Open reduction is a surgical technique used to treat fractures of the mandible, maxilla, or other facial bones when the bone fragments are displaced and cannot be adequately realigned through external manipulation alone. The surgeon makes an incision to expose the fracture site directly, repositions the bone segments into their proper anatomical alignment, and typically secures them with plates, screws, or wires through a process known as internal fixation. This approach provides the surgeon with direct visualization of the fracture, allowing for precise reduction that is not achievable with closed techniques.
The billing considerations for open reduction are notably complex. CDT codes in the D7730 through D7780 range cover various fracture treatments depending on the bone involved and whether fixation hardware is used. These procedures often involve both dental and medical insurance coverage, particularly when the fracture results from an accident or trauma. Billing teams must determine the appropriate primary and secondary payer, submit claims with proper diagnosis codes, and include detailed operative reports that describe the fracture location, displacement, surgical approach, and fixation method. Medical necessity documentation is critical because payers will scrutinize these high-value claims closely.
Coordination of benefits between dental and medical plans adds another layer of complexity. Many dental plans exclude fracture treatment or defer to medical insurance for trauma-related procedures. The billing office must verify which plan covers maxillofacial surgery, whether pre-authorization is required, and how to handle any balance remaining after the primary payer adjudicates. Operative notes from the surgeon should clearly describe why an open approach was necessary rather than a closed reduction, as payers may downcode to the less invasive procedure if the documentation does not adequately support the surgical decision.
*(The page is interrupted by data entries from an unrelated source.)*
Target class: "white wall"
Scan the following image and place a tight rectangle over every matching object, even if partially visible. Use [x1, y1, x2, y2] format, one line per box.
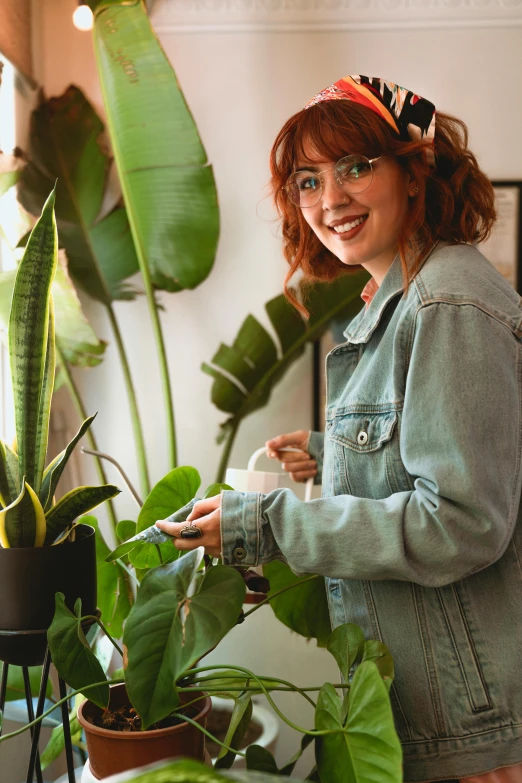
[36, 0, 522, 772]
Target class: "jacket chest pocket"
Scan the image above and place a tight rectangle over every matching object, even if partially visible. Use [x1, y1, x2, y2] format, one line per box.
[326, 410, 406, 499]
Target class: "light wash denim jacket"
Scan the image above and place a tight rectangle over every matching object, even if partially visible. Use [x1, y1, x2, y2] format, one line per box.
[218, 243, 522, 781]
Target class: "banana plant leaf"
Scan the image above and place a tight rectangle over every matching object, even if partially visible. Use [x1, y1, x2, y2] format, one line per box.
[18, 86, 138, 305]
[202, 272, 368, 440]
[94, 0, 219, 291]
[9, 190, 58, 493]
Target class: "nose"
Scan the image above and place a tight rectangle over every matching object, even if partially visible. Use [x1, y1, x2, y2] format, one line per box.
[322, 171, 350, 210]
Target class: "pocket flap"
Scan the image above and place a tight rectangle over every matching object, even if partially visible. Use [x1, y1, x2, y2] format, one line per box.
[326, 411, 397, 452]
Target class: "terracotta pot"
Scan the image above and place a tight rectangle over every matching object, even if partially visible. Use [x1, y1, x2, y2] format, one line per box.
[0, 525, 96, 666]
[78, 683, 212, 780]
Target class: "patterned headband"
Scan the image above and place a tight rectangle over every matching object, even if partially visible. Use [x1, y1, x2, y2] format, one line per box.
[305, 74, 435, 166]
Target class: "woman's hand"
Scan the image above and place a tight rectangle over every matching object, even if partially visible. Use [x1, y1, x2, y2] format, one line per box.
[156, 495, 221, 557]
[265, 430, 317, 481]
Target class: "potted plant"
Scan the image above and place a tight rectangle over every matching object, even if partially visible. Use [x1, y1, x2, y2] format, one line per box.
[0, 185, 119, 666]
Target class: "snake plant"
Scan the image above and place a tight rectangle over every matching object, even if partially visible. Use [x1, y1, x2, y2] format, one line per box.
[0, 190, 119, 548]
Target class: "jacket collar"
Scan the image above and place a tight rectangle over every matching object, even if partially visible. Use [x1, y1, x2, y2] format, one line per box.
[343, 253, 404, 343]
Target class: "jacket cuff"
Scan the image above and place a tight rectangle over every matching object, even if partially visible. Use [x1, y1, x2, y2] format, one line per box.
[221, 490, 281, 566]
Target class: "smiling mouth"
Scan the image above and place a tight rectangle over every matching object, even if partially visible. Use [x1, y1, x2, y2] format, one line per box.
[329, 215, 368, 234]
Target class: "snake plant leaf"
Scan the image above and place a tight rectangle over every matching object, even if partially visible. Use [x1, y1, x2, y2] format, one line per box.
[18, 85, 138, 305]
[326, 623, 364, 681]
[47, 593, 109, 709]
[45, 484, 121, 545]
[0, 480, 47, 548]
[0, 440, 20, 507]
[40, 414, 96, 511]
[202, 272, 368, 434]
[9, 190, 58, 492]
[315, 661, 402, 783]
[0, 258, 106, 384]
[94, 0, 219, 291]
[129, 466, 201, 568]
[263, 560, 332, 647]
[123, 547, 246, 728]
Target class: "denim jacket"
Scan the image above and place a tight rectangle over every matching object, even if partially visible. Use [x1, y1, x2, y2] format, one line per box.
[217, 243, 522, 781]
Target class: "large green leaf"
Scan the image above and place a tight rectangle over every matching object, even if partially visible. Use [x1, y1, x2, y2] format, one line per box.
[202, 272, 368, 438]
[123, 547, 246, 727]
[0, 255, 106, 382]
[88, 516, 131, 639]
[47, 593, 109, 708]
[315, 661, 402, 783]
[9, 191, 58, 493]
[94, 0, 219, 291]
[18, 86, 138, 304]
[128, 466, 201, 568]
[263, 560, 332, 647]
[44, 484, 121, 544]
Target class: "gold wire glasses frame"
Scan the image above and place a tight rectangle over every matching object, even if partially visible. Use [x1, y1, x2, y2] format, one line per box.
[284, 155, 384, 209]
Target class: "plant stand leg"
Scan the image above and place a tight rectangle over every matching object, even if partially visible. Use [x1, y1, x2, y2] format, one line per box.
[58, 677, 76, 783]
[22, 666, 43, 783]
[24, 649, 51, 783]
[0, 662, 9, 736]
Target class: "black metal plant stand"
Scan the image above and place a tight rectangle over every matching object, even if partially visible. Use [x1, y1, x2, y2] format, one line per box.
[0, 612, 99, 783]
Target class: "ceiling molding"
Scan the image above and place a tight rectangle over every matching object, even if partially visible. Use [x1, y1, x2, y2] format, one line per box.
[151, 0, 522, 35]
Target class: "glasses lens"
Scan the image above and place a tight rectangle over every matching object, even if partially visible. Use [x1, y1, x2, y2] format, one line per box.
[335, 155, 373, 193]
[286, 171, 322, 207]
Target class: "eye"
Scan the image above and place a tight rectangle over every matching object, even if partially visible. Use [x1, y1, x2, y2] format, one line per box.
[295, 171, 321, 191]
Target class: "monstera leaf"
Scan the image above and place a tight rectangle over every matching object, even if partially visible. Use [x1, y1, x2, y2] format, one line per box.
[94, 0, 219, 291]
[202, 272, 368, 448]
[123, 547, 246, 727]
[18, 86, 138, 305]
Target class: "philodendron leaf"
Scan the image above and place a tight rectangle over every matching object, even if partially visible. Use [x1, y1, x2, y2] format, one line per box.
[315, 661, 402, 783]
[263, 560, 332, 647]
[0, 481, 47, 548]
[126, 467, 201, 568]
[214, 693, 253, 769]
[9, 190, 58, 493]
[47, 593, 109, 709]
[326, 623, 364, 682]
[123, 547, 246, 727]
[45, 484, 121, 544]
[40, 414, 96, 511]
[88, 516, 131, 639]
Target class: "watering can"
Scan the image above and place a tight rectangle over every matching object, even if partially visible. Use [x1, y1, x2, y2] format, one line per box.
[225, 446, 314, 501]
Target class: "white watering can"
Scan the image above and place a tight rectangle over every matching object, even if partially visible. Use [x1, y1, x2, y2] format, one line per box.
[225, 446, 314, 501]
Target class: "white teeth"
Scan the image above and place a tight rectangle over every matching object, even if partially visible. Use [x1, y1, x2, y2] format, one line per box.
[333, 215, 368, 234]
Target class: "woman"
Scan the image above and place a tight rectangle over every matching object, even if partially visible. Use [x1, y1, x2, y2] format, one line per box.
[159, 76, 522, 783]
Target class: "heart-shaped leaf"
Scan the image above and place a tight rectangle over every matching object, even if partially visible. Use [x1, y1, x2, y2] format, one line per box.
[123, 547, 245, 727]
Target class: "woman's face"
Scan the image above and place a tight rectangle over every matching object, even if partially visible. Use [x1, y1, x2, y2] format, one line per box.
[296, 145, 415, 285]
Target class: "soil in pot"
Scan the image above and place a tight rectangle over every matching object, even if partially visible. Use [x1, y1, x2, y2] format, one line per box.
[205, 707, 263, 758]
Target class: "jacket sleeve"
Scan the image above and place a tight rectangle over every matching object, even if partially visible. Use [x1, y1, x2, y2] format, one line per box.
[306, 432, 324, 484]
[218, 303, 522, 586]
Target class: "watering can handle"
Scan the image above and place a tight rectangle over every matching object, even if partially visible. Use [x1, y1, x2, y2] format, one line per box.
[247, 446, 314, 503]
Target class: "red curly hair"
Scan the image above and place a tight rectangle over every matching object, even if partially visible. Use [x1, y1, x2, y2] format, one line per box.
[270, 100, 496, 315]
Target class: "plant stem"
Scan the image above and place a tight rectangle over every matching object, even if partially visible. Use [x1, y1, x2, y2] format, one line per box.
[56, 346, 118, 538]
[243, 574, 322, 619]
[106, 304, 150, 497]
[216, 419, 241, 484]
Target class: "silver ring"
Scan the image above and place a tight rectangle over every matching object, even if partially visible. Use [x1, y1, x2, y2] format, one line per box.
[180, 525, 203, 538]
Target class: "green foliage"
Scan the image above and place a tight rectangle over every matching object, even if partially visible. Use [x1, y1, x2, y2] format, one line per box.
[263, 560, 332, 647]
[47, 593, 109, 708]
[123, 547, 246, 726]
[202, 272, 368, 440]
[94, 0, 219, 291]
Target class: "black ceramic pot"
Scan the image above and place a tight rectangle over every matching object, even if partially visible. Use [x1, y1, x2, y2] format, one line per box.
[0, 525, 96, 666]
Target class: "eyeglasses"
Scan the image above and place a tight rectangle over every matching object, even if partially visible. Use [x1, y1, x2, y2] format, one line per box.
[284, 155, 384, 209]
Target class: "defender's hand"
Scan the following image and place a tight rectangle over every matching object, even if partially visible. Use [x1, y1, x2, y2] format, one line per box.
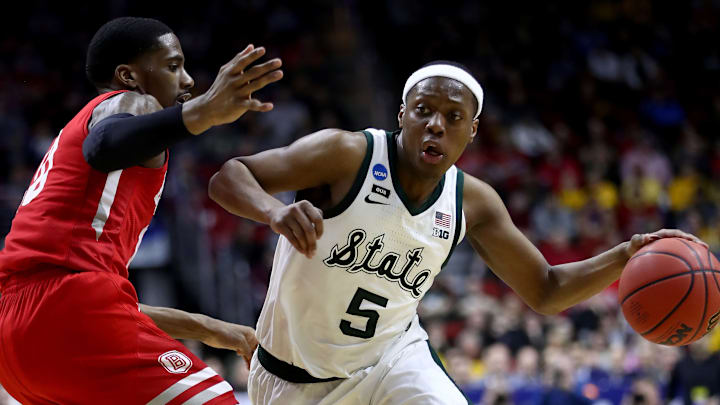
[270, 200, 323, 259]
[625, 229, 708, 258]
[202, 319, 258, 364]
[183, 45, 283, 135]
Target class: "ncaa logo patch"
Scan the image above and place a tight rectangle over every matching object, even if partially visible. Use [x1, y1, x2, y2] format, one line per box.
[373, 163, 387, 181]
[158, 350, 192, 374]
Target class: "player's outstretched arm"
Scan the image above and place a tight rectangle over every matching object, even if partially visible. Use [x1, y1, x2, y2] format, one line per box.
[140, 304, 258, 361]
[83, 45, 283, 172]
[463, 175, 703, 314]
[208, 129, 367, 257]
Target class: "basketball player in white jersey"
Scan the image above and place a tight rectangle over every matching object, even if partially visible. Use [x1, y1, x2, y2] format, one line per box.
[210, 63, 702, 405]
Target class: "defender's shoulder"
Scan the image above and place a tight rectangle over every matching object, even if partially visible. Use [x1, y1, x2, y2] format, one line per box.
[88, 91, 162, 128]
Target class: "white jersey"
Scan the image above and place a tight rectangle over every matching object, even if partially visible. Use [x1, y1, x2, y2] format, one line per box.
[257, 129, 465, 378]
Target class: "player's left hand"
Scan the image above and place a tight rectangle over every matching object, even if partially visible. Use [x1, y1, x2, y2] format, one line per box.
[202, 319, 258, 365]
[625, 229, 709, 257]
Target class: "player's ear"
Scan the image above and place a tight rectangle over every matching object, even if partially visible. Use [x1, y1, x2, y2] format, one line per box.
[115, 65, 138, 90]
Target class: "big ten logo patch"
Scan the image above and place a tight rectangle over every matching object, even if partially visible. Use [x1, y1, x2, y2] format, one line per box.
[373, 163, 387, 181]
[158, 350, 192, 374]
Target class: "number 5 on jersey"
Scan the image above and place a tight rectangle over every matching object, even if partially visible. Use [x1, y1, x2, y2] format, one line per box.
[340, 287, 387, 339]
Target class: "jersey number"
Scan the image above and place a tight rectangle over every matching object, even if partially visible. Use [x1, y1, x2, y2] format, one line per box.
[20, 131, 62, 207]
[340, 288, 387, 339]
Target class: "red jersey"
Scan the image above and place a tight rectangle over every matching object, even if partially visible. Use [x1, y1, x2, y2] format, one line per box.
[0, 91, 167, 280]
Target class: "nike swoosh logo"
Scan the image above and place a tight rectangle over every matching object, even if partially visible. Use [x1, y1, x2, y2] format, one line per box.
[365, 194, 390, 205]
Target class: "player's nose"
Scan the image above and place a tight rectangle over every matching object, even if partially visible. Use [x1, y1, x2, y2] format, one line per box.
[180, 68, 195, 90]
[425, 112, 446, 136]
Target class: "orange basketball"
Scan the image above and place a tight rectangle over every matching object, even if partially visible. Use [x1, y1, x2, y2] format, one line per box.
[618, 238, 720, 346]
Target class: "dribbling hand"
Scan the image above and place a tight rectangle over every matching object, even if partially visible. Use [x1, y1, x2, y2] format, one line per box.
[270, 200, 323, 259]
[201, 319, 258, 367]
[625, 229, 708, 258]
[183, 45, 283, 134]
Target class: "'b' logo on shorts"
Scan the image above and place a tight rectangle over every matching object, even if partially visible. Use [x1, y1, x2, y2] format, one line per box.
[158, 350, 192, 374]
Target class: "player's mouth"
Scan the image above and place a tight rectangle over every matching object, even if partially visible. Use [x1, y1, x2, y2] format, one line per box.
[420, 142, 445, 165]
[175, 93, 192, 104]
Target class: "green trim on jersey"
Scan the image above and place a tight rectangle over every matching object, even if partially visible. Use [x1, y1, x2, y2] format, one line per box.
[385, 131, 445, 216]
[323, 131, 374, 219]
[425, 340, 474, 405]
[440, 169, 465, 268]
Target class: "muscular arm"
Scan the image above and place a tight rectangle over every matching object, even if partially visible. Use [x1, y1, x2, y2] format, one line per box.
[208, 129, 367, 255]
[463, 176, 629, 314]
[463, 175, 705, 314]
[83, 92, 192, 172]
[140, 304, 257, 359]
[83, 45, 282, 172]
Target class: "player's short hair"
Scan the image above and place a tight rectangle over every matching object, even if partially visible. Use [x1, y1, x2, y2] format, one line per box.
[85, 17, 173, 87]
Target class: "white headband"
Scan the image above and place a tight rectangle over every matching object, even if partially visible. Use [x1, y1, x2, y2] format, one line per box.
[403, 64, 483, 119]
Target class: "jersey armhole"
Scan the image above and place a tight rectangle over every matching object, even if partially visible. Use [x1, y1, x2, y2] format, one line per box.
[440, 169, 465, 268]
[323, 131, 374, 219]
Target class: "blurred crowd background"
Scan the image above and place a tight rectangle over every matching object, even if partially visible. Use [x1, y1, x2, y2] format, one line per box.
[0, 0, 720, 405]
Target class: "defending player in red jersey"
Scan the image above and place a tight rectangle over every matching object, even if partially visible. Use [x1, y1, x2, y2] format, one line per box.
[0, 17, 282, 404]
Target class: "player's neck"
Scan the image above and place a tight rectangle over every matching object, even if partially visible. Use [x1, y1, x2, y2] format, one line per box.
[396, 151, 444, 206]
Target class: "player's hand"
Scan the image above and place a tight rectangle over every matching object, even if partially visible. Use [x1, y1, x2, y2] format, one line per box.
[202, 319, 258, 364]
[183, 45, 283, 134]
[625, 229, 708, 257]
[270, 200, 323, 259]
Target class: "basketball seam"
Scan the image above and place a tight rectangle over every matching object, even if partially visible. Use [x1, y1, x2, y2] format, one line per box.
[620, 250, 693, 305]
[679, 239, 712, 344]
[628, 250, 702, 270]
[708, 249, 720, 292]
[620, 269, 720, 305]
[640, 271, 695, 336]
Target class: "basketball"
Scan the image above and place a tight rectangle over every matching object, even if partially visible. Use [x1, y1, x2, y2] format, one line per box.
[618, 238, 720, 346]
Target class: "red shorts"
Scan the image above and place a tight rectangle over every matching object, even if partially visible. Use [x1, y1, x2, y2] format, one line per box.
[0, 269, 237, 405]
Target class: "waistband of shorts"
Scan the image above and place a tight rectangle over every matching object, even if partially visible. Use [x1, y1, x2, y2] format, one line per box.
[0, 266, 77, 294]
[258, 346, 342, 384]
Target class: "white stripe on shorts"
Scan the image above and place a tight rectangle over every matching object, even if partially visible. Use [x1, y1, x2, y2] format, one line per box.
[182, 381, 232, 405]
[92, 170, 122, 240]
[147, 367, 217, 405]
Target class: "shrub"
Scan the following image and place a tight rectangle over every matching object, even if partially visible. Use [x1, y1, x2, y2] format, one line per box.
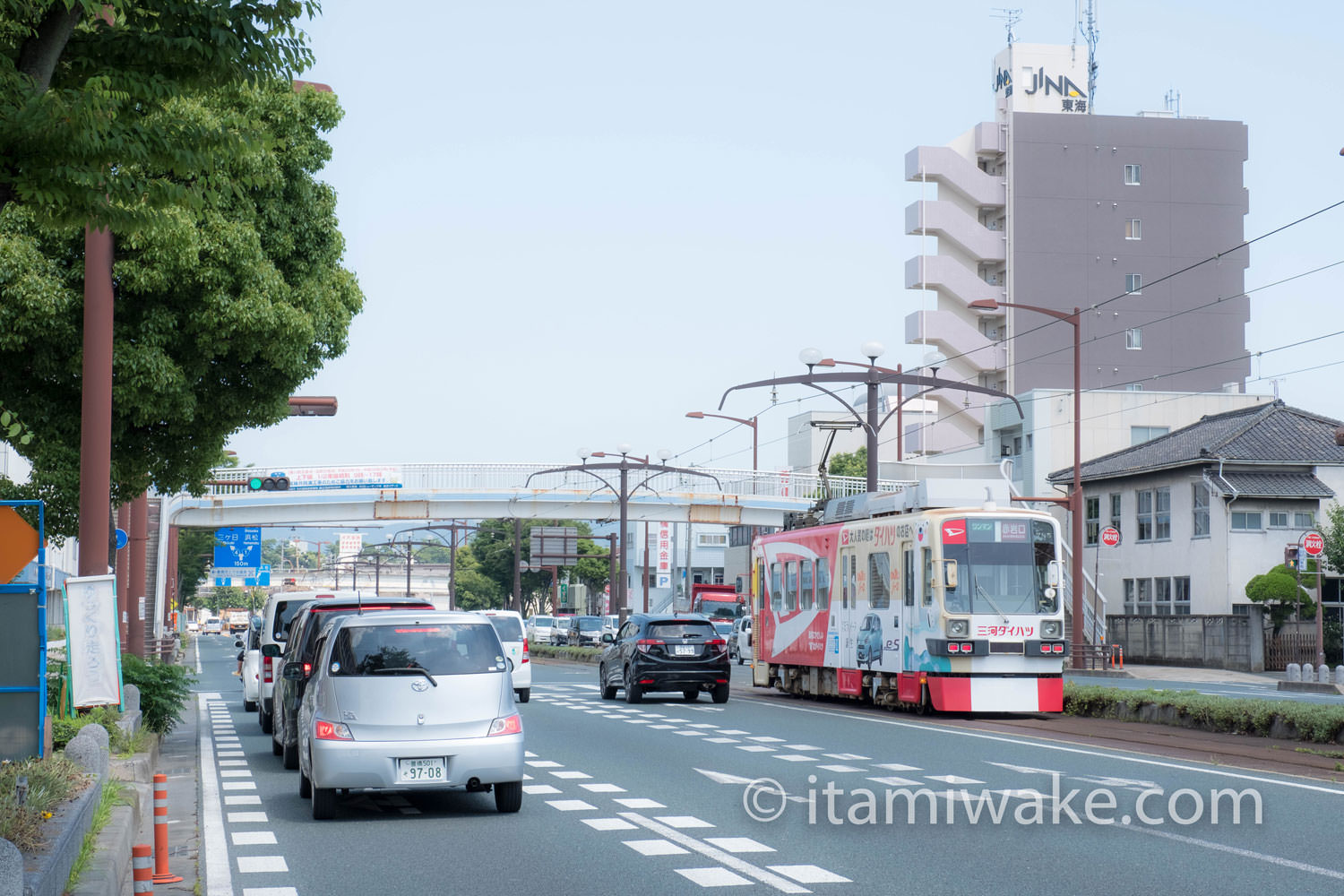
[121, 653, 196, 735]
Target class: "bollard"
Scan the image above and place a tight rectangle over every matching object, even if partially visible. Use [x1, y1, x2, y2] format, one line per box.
[151, 775, 182, 892]
[131, 844, 155, 896]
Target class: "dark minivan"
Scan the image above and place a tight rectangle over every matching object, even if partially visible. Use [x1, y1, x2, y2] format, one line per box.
[271, 598, 435, 769]
[599, 613, 730, 702]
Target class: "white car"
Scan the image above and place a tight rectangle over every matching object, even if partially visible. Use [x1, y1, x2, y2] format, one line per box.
[480, 610, 532, 702]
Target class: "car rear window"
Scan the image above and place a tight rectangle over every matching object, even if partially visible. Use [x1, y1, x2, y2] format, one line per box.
[650, 622, 715, 638]
[331, 622, 508, 676]
[486, 616, 523, 641]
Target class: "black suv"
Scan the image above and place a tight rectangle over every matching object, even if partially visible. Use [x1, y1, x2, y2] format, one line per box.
[597, 613, 730, 702]
[271, 598, 435, 769]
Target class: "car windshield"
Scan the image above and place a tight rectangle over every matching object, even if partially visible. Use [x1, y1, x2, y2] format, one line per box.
[486, 616, 523, 641]
[330, 622, 508, 677]
[650, 622, 714, 638]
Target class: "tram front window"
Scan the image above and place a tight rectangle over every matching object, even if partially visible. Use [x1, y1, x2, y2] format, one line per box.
[943, 519, 1059, 616]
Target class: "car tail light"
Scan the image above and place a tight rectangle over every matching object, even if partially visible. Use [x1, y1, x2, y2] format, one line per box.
[487, 712, 523, 737]
[314, 719, 355, 740]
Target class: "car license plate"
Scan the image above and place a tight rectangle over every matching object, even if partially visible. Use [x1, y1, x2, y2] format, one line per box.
[397, 756, 446, 780]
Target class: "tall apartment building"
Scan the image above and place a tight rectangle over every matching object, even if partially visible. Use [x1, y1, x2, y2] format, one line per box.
[906, 43, 1250, 452]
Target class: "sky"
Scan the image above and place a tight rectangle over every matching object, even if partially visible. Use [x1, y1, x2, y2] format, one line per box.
[230, 0, 1344, 469]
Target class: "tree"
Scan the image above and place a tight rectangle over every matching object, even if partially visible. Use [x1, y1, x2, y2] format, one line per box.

Practices that handle these cases regularly benefit from having staff trained specifically in medical cross-coding and trauma billing workflows.
Why It Matters for Dental Practices
Open reduction procedures carry high reimbursement values but require meticulous documentation and often involve coordination between dental and medical insurance. Incorrect coding or incomplete operative notes can lead to significant claim denials on these high-dollar cases.
Example
An oral surgeon performs open reduction with internal fixation on a patient with a displaced mandibular angle fracture sustained in a motor vehicle accident. The office bills CDT code D7730 for the open reduction and must coordinate benefits between the patient's dental plan and medical insurance, since the fracture resulted from trauma.